Beginning in 1957, Ricca and Accardo allowed several others, such as Giancana, Joseph Aiuppa (also known as "Joey Doves"), William Daddano (also kown as "Willie Potatoes"), Felix Alderisio ("Milwaukee Phil"), Jackie Cerone ("Jackie the Lackey"), to serve as front men over the years, this due to some "heat" that Accardo was originally getting from the IRS, in the 1950s. However, no major business transactions, and certainly no "hits," took place without Ricca's and Accardo's knowledge and approval.
The Outfit reached the height of its power in the 1960s. With the aid of Meyer Lansky, Accardo used the Teamsters pension fund to engage in massive money laundering through the Outfit's casinos, aided by the likes of Sydney Korshak and Jimmy Hoffa. The 1970s and 1980s were a hard time for the Outfit, as law enforcement continued to penetrate the organization, spurred by poll-watching politicians.
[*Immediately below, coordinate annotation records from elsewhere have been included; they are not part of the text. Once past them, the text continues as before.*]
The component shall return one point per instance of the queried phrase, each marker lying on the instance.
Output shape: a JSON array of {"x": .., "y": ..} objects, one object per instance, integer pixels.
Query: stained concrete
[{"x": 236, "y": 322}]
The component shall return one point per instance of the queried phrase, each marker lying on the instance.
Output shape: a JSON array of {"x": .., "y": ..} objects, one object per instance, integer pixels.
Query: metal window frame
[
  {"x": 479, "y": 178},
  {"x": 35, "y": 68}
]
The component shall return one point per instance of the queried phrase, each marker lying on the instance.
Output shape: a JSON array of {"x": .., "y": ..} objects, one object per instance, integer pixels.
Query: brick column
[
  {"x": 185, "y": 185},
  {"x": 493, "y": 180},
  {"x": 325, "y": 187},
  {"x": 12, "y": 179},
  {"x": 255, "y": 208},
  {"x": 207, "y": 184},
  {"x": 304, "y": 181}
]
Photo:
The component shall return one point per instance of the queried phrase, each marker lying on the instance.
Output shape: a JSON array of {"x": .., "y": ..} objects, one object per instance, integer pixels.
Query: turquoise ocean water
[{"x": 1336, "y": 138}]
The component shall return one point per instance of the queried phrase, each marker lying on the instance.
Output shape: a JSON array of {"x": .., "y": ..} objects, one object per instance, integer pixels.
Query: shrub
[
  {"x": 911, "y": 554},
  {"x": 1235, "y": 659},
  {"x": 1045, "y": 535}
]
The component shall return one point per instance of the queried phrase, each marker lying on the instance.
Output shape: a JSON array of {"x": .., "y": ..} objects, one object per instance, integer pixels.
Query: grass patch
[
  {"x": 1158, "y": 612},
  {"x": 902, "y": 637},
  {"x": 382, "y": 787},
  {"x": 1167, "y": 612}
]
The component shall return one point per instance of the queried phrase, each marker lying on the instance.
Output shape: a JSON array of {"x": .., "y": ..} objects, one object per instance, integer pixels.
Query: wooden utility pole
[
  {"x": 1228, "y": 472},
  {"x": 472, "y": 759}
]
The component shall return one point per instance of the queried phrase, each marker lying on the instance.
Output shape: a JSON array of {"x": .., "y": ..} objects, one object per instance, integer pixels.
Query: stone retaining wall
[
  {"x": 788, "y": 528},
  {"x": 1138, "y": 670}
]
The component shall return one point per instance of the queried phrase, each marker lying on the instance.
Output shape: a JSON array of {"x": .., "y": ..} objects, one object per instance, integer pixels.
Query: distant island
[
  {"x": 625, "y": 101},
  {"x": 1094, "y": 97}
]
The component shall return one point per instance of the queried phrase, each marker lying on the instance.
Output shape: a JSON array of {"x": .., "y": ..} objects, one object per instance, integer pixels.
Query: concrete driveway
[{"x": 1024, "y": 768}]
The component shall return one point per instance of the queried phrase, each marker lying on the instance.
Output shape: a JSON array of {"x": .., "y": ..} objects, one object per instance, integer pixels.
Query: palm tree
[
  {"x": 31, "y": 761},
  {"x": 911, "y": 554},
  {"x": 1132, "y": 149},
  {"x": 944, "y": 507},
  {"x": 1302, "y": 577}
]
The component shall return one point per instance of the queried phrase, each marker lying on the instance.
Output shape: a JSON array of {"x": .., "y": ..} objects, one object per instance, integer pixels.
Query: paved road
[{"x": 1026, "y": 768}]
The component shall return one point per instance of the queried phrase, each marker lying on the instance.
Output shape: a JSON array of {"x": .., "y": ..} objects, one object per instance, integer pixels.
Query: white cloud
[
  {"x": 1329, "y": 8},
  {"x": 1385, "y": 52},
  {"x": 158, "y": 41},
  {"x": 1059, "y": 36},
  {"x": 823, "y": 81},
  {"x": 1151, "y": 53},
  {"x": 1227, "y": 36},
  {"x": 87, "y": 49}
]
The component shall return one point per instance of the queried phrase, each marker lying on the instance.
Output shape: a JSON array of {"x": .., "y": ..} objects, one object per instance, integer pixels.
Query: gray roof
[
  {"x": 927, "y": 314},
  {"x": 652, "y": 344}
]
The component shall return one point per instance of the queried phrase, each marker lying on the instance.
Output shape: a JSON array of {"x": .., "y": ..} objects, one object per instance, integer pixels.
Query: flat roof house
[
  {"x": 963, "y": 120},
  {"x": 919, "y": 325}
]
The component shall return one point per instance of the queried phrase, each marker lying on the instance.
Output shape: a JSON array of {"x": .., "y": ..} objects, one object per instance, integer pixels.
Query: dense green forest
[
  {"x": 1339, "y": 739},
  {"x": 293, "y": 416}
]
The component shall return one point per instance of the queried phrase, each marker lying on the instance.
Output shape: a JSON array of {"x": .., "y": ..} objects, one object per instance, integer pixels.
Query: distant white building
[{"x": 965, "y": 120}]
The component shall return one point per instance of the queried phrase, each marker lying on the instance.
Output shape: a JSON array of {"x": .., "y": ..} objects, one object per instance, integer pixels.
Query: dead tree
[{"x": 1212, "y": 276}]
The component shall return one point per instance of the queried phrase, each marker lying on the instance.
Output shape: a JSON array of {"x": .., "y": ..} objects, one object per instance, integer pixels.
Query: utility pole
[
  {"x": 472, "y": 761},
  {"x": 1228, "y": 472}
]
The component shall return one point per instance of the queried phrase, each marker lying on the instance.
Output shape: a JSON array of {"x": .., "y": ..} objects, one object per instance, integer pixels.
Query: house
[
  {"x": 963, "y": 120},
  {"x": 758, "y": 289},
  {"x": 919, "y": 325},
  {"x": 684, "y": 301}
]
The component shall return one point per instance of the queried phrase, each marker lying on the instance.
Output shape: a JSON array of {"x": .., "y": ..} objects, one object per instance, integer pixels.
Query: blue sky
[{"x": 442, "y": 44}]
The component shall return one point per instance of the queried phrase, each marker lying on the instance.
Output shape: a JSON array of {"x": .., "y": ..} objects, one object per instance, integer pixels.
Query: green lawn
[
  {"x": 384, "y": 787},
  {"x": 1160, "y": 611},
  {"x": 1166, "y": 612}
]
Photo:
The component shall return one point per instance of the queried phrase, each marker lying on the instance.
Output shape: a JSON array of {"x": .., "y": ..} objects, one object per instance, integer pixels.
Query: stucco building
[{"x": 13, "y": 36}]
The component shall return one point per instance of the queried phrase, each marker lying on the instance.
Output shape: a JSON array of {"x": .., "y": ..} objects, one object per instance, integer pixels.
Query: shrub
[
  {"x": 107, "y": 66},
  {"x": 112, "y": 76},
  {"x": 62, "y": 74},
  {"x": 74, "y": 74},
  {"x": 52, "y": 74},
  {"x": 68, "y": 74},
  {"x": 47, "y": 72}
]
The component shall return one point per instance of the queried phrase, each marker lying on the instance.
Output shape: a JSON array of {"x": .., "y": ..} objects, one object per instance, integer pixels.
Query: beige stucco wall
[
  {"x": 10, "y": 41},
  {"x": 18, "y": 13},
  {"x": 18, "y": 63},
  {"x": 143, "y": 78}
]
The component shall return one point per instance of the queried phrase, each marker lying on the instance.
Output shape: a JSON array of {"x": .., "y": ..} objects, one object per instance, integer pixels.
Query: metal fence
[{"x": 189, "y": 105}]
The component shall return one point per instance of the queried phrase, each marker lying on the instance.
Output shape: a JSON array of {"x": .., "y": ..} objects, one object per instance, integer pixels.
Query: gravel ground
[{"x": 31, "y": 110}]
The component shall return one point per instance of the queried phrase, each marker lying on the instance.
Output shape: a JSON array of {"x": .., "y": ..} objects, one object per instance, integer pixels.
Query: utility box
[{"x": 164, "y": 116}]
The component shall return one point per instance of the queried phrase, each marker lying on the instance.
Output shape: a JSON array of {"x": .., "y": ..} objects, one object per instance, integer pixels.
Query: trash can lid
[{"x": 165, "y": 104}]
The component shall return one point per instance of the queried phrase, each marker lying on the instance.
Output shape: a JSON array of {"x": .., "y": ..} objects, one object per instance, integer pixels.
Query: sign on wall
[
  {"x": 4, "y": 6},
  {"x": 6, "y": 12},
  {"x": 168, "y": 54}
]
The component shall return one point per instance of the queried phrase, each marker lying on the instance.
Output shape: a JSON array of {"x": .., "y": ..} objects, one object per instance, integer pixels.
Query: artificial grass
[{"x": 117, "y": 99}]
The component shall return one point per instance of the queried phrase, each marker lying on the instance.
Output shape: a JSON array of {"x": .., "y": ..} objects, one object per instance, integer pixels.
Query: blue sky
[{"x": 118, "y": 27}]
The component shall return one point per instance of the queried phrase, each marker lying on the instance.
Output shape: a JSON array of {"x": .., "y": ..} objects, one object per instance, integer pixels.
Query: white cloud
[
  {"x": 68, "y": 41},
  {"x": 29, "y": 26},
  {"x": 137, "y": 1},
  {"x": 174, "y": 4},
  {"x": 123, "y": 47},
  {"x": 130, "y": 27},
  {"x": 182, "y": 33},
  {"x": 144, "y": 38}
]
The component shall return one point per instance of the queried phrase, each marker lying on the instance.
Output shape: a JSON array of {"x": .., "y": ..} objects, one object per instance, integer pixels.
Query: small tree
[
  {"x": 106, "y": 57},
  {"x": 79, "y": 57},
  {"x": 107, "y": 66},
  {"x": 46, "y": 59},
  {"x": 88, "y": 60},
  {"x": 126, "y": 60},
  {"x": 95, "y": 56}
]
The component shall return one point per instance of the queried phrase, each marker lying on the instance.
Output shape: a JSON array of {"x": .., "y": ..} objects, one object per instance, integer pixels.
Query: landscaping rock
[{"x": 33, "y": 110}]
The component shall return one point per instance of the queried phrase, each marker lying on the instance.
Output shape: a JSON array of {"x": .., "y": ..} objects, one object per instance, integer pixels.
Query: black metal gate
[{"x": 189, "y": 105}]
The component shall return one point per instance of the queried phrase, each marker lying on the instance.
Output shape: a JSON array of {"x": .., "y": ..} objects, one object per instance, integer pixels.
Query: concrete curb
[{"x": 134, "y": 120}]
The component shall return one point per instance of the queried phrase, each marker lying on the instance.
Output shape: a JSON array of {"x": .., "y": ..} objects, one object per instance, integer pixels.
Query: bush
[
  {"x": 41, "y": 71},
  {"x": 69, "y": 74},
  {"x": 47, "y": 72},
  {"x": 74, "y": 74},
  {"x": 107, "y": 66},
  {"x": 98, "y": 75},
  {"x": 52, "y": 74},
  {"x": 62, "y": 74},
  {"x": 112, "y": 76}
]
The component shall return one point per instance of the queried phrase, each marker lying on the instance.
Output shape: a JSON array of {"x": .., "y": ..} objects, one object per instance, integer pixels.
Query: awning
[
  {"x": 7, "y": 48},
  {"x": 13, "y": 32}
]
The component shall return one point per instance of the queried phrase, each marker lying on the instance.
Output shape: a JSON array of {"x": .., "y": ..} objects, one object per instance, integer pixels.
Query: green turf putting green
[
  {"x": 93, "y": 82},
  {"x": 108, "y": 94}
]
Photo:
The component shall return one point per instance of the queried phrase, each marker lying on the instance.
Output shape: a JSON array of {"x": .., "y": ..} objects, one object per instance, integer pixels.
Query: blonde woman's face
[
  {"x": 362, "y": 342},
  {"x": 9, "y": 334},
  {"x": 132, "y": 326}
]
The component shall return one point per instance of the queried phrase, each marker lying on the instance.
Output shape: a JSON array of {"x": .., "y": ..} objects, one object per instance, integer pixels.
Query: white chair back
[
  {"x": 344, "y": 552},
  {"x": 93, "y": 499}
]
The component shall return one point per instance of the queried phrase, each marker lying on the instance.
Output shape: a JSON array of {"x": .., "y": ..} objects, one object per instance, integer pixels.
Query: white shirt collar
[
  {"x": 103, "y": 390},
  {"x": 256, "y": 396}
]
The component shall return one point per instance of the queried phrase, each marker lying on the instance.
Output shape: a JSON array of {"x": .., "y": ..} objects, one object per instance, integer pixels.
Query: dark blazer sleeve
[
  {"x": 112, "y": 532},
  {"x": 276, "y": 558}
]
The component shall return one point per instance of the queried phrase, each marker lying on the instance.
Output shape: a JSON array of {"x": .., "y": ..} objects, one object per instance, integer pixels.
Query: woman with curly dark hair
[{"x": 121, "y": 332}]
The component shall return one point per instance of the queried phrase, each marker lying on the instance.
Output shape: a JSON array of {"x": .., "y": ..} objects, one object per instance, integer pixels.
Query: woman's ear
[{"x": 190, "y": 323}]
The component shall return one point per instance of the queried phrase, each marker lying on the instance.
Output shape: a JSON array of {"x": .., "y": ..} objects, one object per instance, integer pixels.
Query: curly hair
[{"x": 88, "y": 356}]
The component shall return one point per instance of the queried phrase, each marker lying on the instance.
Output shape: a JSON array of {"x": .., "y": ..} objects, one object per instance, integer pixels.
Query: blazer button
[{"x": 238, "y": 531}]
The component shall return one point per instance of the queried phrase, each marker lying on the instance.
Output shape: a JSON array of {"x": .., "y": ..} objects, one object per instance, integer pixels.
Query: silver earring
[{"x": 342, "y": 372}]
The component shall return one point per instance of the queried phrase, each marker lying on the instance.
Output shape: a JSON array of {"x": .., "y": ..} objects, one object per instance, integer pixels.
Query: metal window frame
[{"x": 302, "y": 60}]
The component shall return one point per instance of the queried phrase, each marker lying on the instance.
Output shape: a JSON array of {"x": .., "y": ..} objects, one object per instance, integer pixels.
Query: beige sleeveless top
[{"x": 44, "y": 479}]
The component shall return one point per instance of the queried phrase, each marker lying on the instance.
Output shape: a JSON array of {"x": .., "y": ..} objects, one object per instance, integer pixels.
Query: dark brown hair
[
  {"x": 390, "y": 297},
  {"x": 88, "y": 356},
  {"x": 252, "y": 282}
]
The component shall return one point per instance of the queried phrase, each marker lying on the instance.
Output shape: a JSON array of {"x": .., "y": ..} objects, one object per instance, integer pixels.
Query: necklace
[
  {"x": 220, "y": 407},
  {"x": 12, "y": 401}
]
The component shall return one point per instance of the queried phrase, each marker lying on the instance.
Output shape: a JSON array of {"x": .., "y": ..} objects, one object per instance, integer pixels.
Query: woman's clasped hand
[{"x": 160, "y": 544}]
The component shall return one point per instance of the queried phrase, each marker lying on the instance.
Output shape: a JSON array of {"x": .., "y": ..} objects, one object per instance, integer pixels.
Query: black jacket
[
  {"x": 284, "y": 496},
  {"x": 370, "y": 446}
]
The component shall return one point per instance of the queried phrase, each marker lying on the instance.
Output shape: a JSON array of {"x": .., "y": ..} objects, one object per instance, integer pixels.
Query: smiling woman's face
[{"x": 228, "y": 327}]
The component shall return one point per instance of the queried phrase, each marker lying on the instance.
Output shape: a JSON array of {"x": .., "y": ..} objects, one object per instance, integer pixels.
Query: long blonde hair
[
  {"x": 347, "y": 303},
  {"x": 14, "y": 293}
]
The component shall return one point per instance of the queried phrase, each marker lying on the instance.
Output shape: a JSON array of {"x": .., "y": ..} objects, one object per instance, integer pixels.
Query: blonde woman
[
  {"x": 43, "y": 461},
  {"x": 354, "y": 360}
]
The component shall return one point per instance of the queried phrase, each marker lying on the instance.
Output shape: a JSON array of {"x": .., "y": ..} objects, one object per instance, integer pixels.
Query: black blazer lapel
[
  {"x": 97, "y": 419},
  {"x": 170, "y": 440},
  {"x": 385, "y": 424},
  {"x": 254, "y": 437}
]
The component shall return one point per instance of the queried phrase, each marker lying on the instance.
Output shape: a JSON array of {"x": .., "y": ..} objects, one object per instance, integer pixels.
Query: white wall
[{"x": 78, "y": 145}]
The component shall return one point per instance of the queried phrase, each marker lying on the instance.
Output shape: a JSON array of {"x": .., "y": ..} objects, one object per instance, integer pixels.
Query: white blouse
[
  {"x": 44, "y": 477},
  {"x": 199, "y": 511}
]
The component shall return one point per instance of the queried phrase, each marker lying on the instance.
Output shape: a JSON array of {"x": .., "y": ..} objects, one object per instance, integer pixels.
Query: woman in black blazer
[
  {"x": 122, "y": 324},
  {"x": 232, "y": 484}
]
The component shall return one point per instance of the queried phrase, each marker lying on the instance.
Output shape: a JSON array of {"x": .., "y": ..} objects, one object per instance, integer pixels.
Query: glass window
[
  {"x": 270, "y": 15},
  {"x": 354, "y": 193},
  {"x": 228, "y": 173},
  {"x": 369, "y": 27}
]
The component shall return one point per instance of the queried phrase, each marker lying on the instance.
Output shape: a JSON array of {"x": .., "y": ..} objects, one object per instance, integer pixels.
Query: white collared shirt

Off-track betting reduced bookmaking profits and illicit casinos withered under competition from legitimate casinos. Replacement activities like auto theft and professional sports betting did not replace the lost profits.
In May 1992, Tony Accardo, Chicago's one-time crime boss and consigliere of close to half-a-century, died. However, compared to how organized crime power struggles emerge in New York City, Chicago's transition from Accardo to the next generation of Outfit bosses has run rather smoothly.
The Chicago Outfit has a long history of portrayal in Hollywood as the subject of films and television, including the highly fictionalized Scarface (1932), Chicago Syndicate (1955), The Scarface Mob (1957), The St. Valentine's Day Massacre (1967), The Outfit (1973), The Untouchables (1987) as well as both the The Untouchables television series (1959-63; 1993-94). During the 1960s and in to the 1970s The F.B.I. showcased numerous, fictionalized, real Outfit cases on its television program. The television series Crime Story, which ran on NBC from 1986-1988, also portrayed a fictional syndicate mobster rising through the ranks of the Chicago Outfit.
Martin Scorsese's 1995 film Casino is a fictionalized depiction of the Chicago Outfit's skimming operations in Las Vegas. In The Simpsons episode "Viva Ned Flanders" the Las Vegas wedding-chapel priest cites the Chicago Outfit for vesting the power in him to marry. In FOX's Prison Break, character John Abruzzi is the incarcerated boss of the "Chicago Outfit." In the movie Payback, Mel Gibson fights against the crime organization firstly called, "The Syndicate," later in the movie called, "The Outfit."
In the Star Trek episode, "A Piece of the Action", the Enterprise visits Sigma Iotia II, a planet that based its culture on the Chicago Outfit (the fictional book "Chicago Mobs of the Twenties," (Pub. 1992).
The Chicago Outfit are a rock/powerpop band from the UK.
The Chicago Outfitis a Roller Derby team in Chicago (2007).
Road to Perdition (2002) was a film in which Al Capone and Frank 'The Enforcer' Nitti were depicted acting in concert with an irish gang in lower Illinois during prohibition.